1. Why did you pick the specific chart?

The statement is correct, bar charts are commonly used to compare the size or frequency of different categories or groups of data. They are effective in visualizing data across different categories and can display a large amount of information in a compact manner.

Using a bar chart to show the percentage of total nights of stay for each booking allows for easy comparison and identification of patterns or trends. It provides a clear visual representation of the distribution of booking durations and helps understand the typical length of stay for guests.

##### 2. What is/are the insight(s) found from the chart?

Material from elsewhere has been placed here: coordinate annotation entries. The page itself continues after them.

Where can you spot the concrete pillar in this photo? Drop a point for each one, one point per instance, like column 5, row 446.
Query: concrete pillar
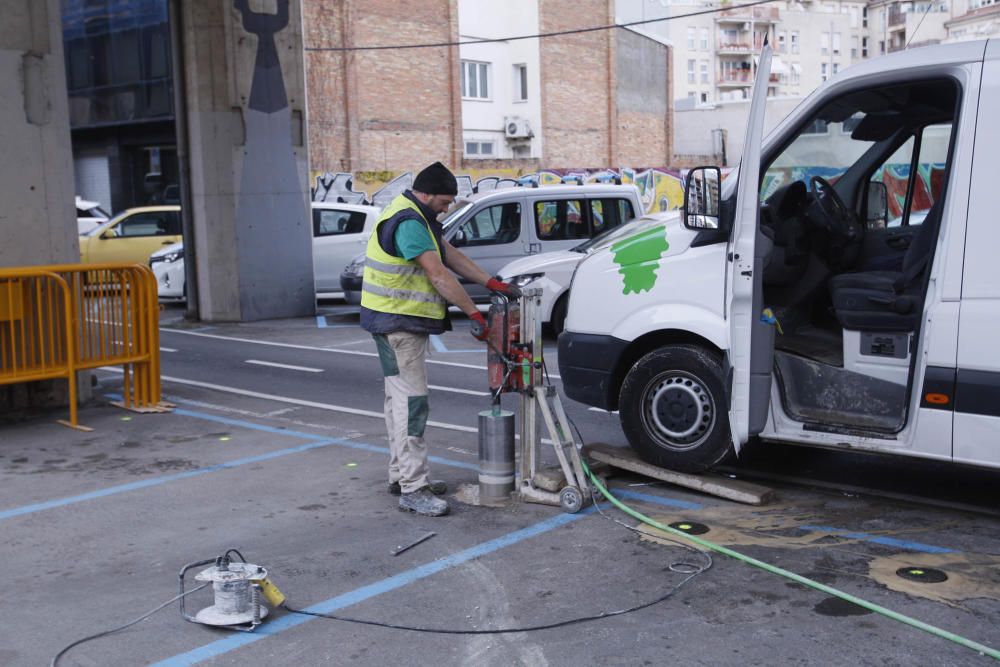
column 244, row 94
column 37, row 220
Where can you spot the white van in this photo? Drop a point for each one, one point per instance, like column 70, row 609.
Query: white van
column 839, row 290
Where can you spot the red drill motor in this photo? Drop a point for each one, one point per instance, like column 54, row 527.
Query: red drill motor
column 508, row 360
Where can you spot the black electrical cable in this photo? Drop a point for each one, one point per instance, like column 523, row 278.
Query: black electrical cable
column 692, row 570
column 234, row 551
column 500, row 631
column 127, row 625
column 540, row 35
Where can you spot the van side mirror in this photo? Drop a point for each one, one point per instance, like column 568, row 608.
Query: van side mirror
column 877, row 205
column 702, row 198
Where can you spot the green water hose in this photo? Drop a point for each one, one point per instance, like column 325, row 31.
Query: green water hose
column 896, row 616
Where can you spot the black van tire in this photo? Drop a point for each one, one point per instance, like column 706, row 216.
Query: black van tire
column 673, row 408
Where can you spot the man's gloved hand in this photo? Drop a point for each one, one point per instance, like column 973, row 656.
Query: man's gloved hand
column 494, row 284
column 480, row 330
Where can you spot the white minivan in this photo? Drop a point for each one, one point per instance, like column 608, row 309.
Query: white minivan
column 840, row 290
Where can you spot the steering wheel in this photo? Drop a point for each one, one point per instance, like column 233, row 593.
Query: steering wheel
column 839, row 218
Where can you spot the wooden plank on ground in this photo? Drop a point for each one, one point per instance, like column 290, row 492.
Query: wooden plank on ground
column 723, row 487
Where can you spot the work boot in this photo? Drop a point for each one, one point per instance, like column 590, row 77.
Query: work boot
column 422, row 501
column 437, row 487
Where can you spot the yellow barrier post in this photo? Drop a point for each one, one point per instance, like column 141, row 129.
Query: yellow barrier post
column 58, row 320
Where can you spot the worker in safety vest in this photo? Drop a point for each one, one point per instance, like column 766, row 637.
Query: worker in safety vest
column 404, row 300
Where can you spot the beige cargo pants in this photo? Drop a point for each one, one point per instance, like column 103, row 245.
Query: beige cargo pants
column 404, row 364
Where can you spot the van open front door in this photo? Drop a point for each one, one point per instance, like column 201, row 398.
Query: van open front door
column 751, row 341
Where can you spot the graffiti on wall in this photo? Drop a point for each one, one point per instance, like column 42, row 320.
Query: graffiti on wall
column 661, row 188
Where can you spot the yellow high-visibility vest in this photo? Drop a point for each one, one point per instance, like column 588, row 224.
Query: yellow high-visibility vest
column 395, row 285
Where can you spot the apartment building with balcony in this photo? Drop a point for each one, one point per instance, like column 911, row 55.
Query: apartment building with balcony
column 980, row 20
column 714, row 53
column 895, row 25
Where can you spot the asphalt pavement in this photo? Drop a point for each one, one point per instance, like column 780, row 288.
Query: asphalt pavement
column 277, row 448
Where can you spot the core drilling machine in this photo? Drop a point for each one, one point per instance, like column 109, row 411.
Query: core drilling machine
column 516, row 364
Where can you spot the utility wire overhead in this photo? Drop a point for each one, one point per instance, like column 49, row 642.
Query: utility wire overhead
column 575, row 31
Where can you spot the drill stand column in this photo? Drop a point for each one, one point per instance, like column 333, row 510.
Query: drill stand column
column 538, row 397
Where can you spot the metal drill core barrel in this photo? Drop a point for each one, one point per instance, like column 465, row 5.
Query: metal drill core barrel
column 236, row 597
column 496, row 456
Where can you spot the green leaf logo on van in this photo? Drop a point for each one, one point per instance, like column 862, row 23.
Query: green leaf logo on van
column 638, row 258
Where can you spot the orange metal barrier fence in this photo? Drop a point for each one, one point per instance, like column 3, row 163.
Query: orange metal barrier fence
column 58, row 320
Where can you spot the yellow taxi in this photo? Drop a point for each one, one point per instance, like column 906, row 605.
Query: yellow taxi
column 132, row 235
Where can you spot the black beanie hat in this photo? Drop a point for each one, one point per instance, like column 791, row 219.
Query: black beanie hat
column 436, row 180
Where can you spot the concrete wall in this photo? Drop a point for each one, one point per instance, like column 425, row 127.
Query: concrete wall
column 642, row 96
column 38, row 219
column 244, row 82
column 388, row 109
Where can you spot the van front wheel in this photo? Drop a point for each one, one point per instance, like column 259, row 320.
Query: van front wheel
column 673, row 408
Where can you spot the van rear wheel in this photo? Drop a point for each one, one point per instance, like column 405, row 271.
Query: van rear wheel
column 673, row 408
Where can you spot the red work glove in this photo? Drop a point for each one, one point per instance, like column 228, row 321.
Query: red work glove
column 480, row 330
column 496, row 285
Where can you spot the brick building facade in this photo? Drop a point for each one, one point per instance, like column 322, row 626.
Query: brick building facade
column 604, row 93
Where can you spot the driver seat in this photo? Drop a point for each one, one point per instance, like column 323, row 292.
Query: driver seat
column 888, row 300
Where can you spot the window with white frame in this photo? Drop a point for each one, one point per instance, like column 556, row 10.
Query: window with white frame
column 476, row 148
column 520, row 83
column 475, row 80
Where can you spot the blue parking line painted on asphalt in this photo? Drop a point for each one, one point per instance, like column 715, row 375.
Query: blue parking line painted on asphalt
column 273, row 627
column 317, row 441
column 439, row 346
column 877, row 539
column 321, row 323
column 156, row 481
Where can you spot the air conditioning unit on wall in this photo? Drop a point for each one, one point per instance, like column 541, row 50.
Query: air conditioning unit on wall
column 515, row 127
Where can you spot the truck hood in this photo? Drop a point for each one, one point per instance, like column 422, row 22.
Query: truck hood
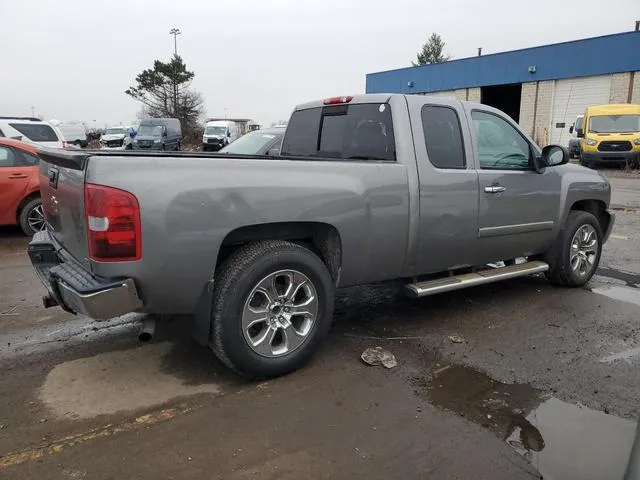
column 147, row 137
column 113, row 136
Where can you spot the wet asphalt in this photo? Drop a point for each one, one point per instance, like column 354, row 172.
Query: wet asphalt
column 513, row 380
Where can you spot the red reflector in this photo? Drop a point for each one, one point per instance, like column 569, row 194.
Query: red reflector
column 113, row 224
column 337, row 100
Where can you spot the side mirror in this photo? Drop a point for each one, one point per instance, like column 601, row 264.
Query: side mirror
column 554, row 155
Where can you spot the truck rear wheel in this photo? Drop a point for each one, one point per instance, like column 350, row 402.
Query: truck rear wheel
column 31, row 218
column 273, row 304
column 575, row 256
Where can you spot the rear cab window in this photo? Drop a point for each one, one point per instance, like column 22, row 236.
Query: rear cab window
column 36, row 132
column 361, row 131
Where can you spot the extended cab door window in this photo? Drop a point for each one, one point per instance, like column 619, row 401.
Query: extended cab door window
column 500, row 146
column 443, row 137
column 348, row 132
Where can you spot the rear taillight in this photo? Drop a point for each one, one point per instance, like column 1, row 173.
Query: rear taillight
column 338, row 100
column 113, row 224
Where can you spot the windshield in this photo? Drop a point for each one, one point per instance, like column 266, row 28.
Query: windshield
column 215, row 130
column 252, row 143
column 114, row 131
column 150, row 130
column 614, row 123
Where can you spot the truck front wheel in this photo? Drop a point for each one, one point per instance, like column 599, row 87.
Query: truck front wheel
column 273, row 304
column 576, row 253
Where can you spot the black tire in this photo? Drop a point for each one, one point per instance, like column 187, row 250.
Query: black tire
column 584, row 162
column 25, row 214
column 235, row 281
column 558, row 258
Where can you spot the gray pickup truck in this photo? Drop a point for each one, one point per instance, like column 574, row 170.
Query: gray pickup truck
column 426, row 190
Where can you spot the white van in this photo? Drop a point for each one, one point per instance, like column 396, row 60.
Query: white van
column 32, row 130
column 74, row 134
column 218, row 134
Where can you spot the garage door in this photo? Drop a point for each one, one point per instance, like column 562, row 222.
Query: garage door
column 570, row 99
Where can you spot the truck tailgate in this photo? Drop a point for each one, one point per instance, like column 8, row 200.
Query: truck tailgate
column 62, row 189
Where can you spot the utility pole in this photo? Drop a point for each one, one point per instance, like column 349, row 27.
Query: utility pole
column 175, row 32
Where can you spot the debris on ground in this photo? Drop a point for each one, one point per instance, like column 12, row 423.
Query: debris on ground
column 11, row 312
column 379, row 356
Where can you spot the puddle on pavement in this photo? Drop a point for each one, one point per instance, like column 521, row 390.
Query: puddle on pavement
column 626, row 355
column 115, row 381
column 562, row 440
column 619, row 292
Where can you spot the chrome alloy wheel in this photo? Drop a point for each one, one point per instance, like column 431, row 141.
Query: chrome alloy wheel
column 584, row 250
column 279, row 313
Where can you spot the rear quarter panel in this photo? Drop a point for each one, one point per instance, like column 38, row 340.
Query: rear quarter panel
column 190, row 204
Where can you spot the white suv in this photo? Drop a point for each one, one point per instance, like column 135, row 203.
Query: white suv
column 31, row 130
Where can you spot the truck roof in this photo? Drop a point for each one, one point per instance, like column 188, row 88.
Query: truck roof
column 615, row 109
column 376, row 98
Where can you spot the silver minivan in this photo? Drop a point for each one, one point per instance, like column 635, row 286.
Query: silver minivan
column 158, row 134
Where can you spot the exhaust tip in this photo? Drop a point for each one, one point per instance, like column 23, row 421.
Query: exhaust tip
column 49, row 301
column 147, row 329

The insights gained from the chart are as follows:

The majority of bookings (20.45%) have a duration of 3 nights, indicating that guests tend to prefer a short stay.
Bookings with a duration of 1 night account for 19.69% of the total, suggesting that many guests opt for a quick overnight stay.
Similarly, bookings with a duration of 2 nights make up 18.05% of the total, indicating a preference for a slightly longer stay.
It is worth noting that there are a few bookings with an extended duration of 30 nights, although they represent a very small percentage (0.01%) of the total bookings.
These insights provide valuable information about the distribution of booking durations and can help inform decision-making related to room availability, pricing strategies, and resource allocation for different lengths of stay.

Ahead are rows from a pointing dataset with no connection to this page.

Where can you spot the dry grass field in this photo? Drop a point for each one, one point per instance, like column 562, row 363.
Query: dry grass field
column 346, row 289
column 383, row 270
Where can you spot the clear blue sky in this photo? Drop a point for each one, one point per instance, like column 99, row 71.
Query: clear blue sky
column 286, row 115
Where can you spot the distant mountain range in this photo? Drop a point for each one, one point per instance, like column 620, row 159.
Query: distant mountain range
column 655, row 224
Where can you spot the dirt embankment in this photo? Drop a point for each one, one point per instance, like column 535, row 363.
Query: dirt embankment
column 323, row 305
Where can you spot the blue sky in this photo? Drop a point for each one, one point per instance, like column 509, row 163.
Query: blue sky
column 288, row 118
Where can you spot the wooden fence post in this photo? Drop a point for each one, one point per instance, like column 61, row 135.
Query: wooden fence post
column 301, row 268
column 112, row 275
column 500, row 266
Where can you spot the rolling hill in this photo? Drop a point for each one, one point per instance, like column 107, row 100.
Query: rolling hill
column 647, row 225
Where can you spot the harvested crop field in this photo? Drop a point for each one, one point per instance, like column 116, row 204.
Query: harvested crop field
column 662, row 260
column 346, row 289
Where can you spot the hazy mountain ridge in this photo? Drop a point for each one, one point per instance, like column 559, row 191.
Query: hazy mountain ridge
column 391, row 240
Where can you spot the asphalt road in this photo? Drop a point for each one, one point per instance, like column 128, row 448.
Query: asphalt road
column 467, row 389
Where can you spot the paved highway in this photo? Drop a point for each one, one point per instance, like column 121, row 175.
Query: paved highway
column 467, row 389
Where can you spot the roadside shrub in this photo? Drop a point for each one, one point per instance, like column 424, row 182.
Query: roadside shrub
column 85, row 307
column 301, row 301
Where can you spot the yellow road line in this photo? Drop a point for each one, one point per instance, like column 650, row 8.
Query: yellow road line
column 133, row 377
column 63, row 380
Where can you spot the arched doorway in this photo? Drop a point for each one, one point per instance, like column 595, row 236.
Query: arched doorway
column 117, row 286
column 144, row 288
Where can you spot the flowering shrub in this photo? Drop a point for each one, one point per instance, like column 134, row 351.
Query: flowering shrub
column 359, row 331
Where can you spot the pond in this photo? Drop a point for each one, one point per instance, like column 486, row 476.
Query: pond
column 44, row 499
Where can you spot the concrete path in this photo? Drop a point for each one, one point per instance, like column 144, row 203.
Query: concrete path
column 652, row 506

3. Will the gained insights help creating a positive business impact?


Are there any insights that lead to negative growth? Justify with specific reason.

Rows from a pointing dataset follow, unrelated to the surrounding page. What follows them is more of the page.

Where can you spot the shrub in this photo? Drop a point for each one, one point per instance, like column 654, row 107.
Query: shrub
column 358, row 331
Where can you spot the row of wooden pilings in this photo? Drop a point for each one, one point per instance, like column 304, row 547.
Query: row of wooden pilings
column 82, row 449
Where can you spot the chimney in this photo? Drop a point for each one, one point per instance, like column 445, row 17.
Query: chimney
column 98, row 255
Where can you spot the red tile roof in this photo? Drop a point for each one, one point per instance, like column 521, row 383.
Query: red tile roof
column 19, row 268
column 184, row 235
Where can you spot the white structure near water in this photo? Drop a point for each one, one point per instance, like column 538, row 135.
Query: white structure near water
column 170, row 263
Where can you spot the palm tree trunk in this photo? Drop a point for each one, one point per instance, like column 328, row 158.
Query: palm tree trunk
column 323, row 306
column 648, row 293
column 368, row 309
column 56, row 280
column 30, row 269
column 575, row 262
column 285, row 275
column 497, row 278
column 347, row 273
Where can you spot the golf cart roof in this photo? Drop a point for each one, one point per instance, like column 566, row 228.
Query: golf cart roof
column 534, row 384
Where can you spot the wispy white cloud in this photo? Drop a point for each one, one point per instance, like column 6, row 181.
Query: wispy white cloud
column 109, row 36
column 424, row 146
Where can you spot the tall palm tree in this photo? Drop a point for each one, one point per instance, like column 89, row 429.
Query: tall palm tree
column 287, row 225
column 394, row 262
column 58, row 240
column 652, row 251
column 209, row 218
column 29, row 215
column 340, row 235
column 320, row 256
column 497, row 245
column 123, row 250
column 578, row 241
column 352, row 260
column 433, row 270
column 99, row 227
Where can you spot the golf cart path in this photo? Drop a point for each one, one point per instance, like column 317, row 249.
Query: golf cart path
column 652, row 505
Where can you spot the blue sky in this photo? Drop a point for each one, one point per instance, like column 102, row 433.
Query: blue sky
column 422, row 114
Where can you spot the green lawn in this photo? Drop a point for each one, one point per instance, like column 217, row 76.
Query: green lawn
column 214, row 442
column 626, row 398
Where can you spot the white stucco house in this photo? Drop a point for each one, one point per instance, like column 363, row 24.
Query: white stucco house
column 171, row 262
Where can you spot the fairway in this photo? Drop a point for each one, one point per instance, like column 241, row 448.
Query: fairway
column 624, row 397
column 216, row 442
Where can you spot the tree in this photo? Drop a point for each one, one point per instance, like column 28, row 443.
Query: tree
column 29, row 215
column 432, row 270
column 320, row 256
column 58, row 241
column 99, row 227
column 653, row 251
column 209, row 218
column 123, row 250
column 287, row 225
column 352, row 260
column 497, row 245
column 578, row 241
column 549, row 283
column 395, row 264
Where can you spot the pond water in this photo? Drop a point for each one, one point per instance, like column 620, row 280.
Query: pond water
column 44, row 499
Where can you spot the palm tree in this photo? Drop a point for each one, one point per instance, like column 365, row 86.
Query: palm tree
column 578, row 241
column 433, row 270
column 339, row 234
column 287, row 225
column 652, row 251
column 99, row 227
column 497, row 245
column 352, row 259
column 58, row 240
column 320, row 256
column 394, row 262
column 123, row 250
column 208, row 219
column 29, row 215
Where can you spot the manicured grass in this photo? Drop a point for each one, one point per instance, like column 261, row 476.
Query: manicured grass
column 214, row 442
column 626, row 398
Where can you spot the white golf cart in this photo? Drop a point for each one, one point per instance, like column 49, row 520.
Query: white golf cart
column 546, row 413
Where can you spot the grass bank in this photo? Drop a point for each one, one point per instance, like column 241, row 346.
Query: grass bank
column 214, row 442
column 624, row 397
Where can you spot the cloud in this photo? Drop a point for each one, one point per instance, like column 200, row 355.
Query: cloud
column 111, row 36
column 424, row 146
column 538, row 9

The gained insights can indeed help create a positive business impact.

By understanding the preferred durations of guests' stays, the hotel can tailor its offerings and services accordingly. For instance, the hotel can design packages or promotional deals specifically targeted at guests looking for stays of 3, 1, 2, 4, or 5 nights. This can help attract more bookings from these segments and increase the overall occupancy rate.

Additionally, identifying the guests who prefer longer durations, such as corporate clients or extended-stay tourists, presents an opportunity to develop special rates or packages tailored to their needs. This can help attract and retain these valuable customers, leading to increased revenue and positive business growth.

Chart - 9 Hotel and cancellation analysis to find the cancellation percentage for each hotel(Bivariate Analysis)

In [None]:
#visualization on the Hotel analysis
# Selecting and counting total cancelled booking for each hotel
df_cancel = df[df['is_canceled'] == 1]
cancel_grp = df_cancel.groupby('hotel')
df_canceled = pd.DataFrame(cancel_grp.size()).rename(columns = {0:'total_cancelled_bookings'})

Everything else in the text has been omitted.